We didn’t come to a resolution until the week before the school district closed for the corona virus shutdown. It’s a funny district, fantastic if you’re gifted but a bit dodgy if you’re in special ed like my son is due to severe ADHD. Anyway, on March 11 the district announced that it didn’t see the need to shut down. On March 13 I got a shrieking text that read COME GET YOUR KID EVERYBODY OUT MOVEITMOVEITMOVEIT. Like it was the last chopper out of Saigon or something.
Yet my dearest, darling husband wants to know why all of Dreamspinner titles haven’t been self-published yet.
I guess he forgot about the two short stories I published with MLR?

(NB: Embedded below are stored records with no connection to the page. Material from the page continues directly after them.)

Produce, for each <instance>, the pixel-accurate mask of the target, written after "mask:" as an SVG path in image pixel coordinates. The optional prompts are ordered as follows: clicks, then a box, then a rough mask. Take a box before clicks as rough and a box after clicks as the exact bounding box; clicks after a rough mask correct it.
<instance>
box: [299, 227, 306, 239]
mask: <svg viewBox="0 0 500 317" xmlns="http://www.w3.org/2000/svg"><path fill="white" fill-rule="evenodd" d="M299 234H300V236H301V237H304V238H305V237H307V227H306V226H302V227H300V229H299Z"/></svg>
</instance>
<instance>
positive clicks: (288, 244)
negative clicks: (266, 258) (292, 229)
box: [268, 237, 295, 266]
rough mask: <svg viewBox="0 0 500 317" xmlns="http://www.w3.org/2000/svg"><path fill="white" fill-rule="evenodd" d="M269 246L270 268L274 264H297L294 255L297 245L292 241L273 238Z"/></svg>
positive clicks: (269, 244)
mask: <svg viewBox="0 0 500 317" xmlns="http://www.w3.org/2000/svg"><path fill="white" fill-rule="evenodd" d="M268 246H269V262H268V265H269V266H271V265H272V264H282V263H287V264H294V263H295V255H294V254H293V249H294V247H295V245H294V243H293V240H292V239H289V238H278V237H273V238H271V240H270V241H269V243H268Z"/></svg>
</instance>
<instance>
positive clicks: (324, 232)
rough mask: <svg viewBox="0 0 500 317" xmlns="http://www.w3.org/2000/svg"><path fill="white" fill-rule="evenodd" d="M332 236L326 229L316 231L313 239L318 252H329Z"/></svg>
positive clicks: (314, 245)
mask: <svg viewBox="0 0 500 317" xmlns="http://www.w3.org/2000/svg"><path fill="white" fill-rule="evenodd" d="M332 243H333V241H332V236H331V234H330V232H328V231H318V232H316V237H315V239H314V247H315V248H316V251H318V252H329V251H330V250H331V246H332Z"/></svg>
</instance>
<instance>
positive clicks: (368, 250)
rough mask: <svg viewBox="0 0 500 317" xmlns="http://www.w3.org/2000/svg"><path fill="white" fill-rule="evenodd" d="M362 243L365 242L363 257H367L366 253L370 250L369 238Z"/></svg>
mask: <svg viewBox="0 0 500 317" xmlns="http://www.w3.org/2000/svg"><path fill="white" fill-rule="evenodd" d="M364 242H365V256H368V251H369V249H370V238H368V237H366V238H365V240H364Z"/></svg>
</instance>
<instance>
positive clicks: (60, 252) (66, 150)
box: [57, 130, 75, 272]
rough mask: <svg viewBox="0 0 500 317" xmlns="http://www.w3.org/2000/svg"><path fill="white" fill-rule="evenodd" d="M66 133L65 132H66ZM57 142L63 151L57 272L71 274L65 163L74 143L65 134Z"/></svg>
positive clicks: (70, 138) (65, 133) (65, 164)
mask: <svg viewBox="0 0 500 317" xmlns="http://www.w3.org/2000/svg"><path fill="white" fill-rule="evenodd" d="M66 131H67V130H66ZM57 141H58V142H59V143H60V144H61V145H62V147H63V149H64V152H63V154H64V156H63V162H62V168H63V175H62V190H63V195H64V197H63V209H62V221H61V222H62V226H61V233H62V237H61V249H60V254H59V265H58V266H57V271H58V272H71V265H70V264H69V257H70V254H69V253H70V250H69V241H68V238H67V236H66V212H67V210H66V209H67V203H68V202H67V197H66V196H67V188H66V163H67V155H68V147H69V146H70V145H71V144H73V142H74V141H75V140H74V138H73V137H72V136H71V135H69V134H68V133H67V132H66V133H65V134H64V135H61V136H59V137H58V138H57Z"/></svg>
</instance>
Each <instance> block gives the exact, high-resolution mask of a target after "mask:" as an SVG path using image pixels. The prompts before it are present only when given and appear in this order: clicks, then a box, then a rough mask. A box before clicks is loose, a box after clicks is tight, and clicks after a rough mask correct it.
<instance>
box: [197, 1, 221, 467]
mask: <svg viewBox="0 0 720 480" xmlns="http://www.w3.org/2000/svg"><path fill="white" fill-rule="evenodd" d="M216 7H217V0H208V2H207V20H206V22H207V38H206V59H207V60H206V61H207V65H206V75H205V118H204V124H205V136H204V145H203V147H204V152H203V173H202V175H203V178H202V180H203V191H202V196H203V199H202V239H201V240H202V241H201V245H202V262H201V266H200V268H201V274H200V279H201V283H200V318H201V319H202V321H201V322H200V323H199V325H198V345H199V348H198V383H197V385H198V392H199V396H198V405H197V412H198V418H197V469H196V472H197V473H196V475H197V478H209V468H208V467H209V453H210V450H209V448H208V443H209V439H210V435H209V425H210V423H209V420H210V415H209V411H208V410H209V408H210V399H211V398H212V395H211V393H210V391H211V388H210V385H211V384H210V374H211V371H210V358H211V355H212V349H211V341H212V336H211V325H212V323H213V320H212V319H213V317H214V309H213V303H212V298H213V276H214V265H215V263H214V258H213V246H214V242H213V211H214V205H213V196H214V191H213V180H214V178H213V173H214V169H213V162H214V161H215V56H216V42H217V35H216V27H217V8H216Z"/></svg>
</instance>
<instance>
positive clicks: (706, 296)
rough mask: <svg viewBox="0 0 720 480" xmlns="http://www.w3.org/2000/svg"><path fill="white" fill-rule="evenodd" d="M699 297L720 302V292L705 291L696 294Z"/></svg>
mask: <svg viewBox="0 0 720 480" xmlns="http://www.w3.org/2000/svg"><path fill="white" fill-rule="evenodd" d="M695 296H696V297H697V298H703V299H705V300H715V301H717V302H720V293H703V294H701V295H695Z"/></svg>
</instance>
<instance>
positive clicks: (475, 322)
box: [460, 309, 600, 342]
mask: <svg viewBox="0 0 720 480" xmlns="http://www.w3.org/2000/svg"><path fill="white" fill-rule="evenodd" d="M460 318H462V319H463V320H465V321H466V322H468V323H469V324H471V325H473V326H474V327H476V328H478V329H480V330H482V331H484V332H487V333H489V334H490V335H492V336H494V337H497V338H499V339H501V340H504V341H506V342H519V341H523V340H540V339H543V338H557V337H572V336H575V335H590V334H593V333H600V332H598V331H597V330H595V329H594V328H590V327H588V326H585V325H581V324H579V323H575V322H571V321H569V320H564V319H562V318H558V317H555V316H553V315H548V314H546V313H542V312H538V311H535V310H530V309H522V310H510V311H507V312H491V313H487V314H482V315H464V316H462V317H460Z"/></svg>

So the long and short of it is, I’m about five chapters into re-editing First Impressions and I’m wondering if finding a new publisher for my backlist might be the better idea so I can focus on writing new material. It has become clear that I cannot do both.
So how’re you folks handling shelter in place? That actually assumes you in live in a state that’s taking it seriously, if you’re American. If you’re not American there’s a very good chance your government’s doing a better job. It could hardly be doing a worse job, could it?
Anyway, how’re you keep yourself out of trouble? I listen to a lot of music. Much to the surprise of this 80s child, I’m listen to Orville Peck these days.